University Technical Colleges are struggling, both educationally and financially, with most half empty. Studio schools, their secondary modern-style siblings, are also failing: “trapped in a cycle of decline” according to a review by the Institute of Public Policy Research. Hardly anyone has heard of them. The performance of National Colleges, launched with a fanfare in 2016, has been catastrophic, with most disappearing without trace. Yet we now see the same idea reborn as Institutes of Technology

Will policymakers ever learn?

Part of the problem seems to be that government will listen to almost anybody who has an opinion about vocational education except those actually working in and managing the sector. I’m sure that Mr Gadsby is a decent chap, and meant well, but the fact that his best example of quality vocational education is a private college for posh nannies suggests his familiarity with English further education is, at best, slight.

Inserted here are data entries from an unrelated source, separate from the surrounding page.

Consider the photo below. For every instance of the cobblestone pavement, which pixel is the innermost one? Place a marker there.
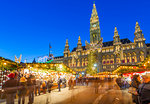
(107, 94)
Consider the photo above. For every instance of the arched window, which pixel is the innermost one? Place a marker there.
(141, 56)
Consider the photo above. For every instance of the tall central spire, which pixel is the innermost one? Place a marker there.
(95, 34)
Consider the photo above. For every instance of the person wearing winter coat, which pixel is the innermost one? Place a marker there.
(135, 84)
(22, 91)
(10, 87)
(49, 85)
(59, 82)
(144, 90)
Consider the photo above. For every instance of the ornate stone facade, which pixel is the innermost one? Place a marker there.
(110, 54)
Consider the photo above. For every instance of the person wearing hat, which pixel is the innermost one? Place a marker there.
(10, 88)
(22, 91)
(31, 89)
(144, 90)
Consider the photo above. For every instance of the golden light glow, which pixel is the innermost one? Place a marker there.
(5, 63)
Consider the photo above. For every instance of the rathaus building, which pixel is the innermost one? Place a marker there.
(110, 54)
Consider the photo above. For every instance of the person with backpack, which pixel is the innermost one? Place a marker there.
(64, 82)
(49, 85)
(22, 92)
(144, 90)
(135, 84)
(10, 88)
(59, 82)
(120, 82)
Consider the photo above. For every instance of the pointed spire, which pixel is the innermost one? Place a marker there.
(66, 50)
(66, 42)
(116, 32)
(94, 11)
(116, 37)
(79, 45)
(79, 40)
(137, 27)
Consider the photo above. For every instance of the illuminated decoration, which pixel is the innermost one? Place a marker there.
(143, 66)
(6, 66)
(120, 51)
(49, 67)
(42, 59)
(18, 59)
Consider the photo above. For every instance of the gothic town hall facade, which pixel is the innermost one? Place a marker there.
(111, 54)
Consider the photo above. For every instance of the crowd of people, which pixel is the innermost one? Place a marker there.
(139, 88)
(30, 85)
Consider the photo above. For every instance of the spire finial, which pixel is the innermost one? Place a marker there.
(79, 38)
(115, 29)
(137, 27)
(116, 32)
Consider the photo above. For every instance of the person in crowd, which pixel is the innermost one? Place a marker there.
(70, 82)
(120, 82)
(50, 84)
(59, 82)
(10, 87)
(96, 85)
(87, 81)
(22, 91)
(44, 87)
(135, 84)
(31, 89)
(64, 82)
(38, 85)
(144, 90)
(34, 84)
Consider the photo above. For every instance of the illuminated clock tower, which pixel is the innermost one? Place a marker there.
(95, 33)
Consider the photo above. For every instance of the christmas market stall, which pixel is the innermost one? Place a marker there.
(6, 66)
(129, 70)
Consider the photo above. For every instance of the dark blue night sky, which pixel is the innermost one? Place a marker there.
(28, 26)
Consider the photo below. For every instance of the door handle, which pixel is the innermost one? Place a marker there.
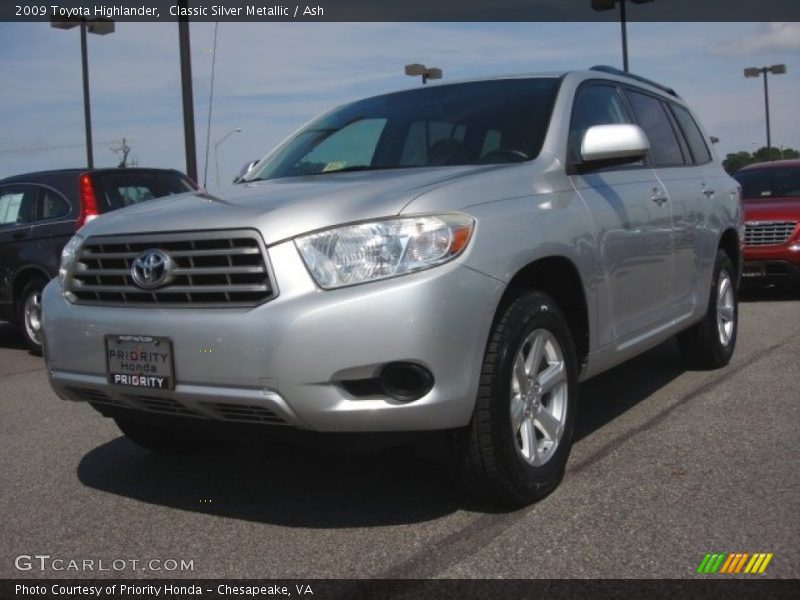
(659, 197)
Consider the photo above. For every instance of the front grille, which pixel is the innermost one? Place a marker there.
(245, 413)
(768, 233)
(161, 405)
(215, 268)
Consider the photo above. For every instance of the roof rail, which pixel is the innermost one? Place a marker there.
(615, 71)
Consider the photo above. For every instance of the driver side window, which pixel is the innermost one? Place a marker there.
(596, 104)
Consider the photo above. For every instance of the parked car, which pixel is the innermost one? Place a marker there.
(453, 258)
(771, 197)
(39, 213)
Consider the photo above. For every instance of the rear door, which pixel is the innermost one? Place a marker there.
(632, 223)
(125, 187)
(53, 226)
(684, 183)
(17, 209)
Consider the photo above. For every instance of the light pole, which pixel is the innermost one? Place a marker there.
(755, 72)
(216, 153)
(418, 70)
(599, 5)
(100, 27)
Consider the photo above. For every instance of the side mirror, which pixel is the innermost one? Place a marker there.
(245, 171)
(613, 144)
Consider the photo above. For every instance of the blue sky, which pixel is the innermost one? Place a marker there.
(272, 77)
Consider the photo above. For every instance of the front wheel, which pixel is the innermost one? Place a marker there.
(710, 343)
(516, 446)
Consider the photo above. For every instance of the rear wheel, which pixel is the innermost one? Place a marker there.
(516, 446)
(164, 440)
(29, 313)
(710, 343)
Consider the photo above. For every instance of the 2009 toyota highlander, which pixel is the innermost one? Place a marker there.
(454, 257)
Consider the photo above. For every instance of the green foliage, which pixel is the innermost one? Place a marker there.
(737, 160)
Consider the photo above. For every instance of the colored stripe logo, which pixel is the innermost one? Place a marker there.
(733, 563)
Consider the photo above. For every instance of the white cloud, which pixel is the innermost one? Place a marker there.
(767, 38)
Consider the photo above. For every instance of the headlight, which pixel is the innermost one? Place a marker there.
(380, 249)
(68, 256)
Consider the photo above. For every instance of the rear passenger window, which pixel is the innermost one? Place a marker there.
(652, 117)
(53, 206)
(425, 136)
(693, 135)
(594, 105)
(16, 206)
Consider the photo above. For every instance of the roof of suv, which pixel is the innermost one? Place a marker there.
(772, 164)
(79, 171)
(602, 71)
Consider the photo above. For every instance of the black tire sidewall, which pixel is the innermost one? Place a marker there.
(532, 311)
(722, 352)
(31, 287)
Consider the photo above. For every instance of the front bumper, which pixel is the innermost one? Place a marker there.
(772, 262)
(284, 362)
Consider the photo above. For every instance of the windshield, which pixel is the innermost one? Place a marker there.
(770, 182)
(485, 122)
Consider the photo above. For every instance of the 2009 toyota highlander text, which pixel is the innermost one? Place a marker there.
(455, 257)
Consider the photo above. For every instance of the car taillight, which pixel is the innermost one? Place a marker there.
(88, 209)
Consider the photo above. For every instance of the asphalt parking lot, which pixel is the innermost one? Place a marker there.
(668, 465)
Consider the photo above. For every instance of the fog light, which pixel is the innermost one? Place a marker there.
(405, 381)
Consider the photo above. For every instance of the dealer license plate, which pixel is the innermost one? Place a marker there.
(140, 361)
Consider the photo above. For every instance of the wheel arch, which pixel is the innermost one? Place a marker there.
(729, 242)
(22, 277)
(558, 277)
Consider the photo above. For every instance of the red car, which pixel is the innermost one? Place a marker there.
(771, 198)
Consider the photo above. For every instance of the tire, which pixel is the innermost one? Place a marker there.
(29, 313)
(517, 463)
(163, 440)
(710, 343)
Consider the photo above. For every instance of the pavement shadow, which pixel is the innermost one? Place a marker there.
(317, 485)
(612, 393)
(10, 337)
(325, 484)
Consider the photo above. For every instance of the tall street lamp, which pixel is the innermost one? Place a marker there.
(599, 5)
(755, 72)
(216, 147)
(417, 70)
(100, 27)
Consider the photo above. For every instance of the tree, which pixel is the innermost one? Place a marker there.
(737, 160)
(734, 162)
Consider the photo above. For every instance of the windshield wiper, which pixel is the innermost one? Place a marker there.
(361, 168)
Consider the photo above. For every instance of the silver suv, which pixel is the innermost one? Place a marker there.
(454, 257)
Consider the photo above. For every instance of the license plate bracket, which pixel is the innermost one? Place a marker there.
(140, 362)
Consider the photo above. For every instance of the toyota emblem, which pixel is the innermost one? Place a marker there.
(152, 269)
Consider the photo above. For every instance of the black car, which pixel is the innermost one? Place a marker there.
(39, 213)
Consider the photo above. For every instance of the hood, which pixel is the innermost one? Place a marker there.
(772, 209)
(284, 208)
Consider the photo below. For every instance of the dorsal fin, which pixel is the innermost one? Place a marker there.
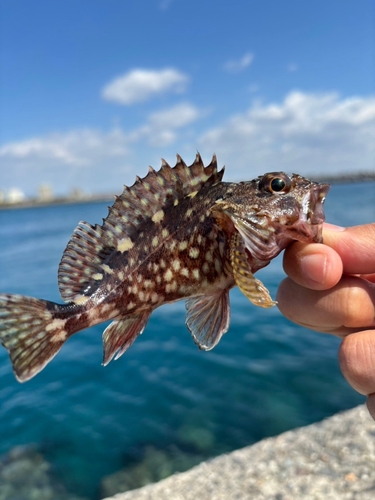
(156, 191)
(90, 246)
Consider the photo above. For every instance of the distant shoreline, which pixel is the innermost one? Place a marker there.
(101, 198)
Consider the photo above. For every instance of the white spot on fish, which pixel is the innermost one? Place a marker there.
(158, 216)
(196, 274)
(193, 252)
(171, 287)
(182, 245)
(124, 245)
(176, 264)
(168, 275)
(80, 300)
(107, 269)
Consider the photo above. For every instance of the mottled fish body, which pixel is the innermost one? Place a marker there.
(179, 233)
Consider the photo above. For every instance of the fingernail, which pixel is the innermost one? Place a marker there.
(314, 267)
(333, 227)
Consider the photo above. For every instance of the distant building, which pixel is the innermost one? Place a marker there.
(15, 195)
(45, 193)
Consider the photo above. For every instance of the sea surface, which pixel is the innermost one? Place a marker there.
(266, 376)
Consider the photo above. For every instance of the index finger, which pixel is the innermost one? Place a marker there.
(355, 245)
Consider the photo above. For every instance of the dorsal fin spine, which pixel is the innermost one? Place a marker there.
(136, 205)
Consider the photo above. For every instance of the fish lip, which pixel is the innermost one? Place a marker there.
(315, 212)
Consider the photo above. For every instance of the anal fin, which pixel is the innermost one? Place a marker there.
(251, 287)
(208, 318)
(121, 333)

A further issue is a lack of policy memory in the Department for Education. It’s possible to forgive politicians for not knowing that their bright new idea has been tried and found wanting several times before. It’s harder to forgive civil servants whose role should include providing continuity.

Most fundamentally, however, the besetting problem of English education is an obsession with segregation, with stratification and with hierarchy. It is the view that excellence can only ever be available to a minority. It is reflected in a norm-referenced exam system that guarantees that substantial numbers of children are labelled as failures. It is at its most odious when, as part of a so-called ‘levelling up agenda’, deepening social divisions masquerades as championing the disadvantaged.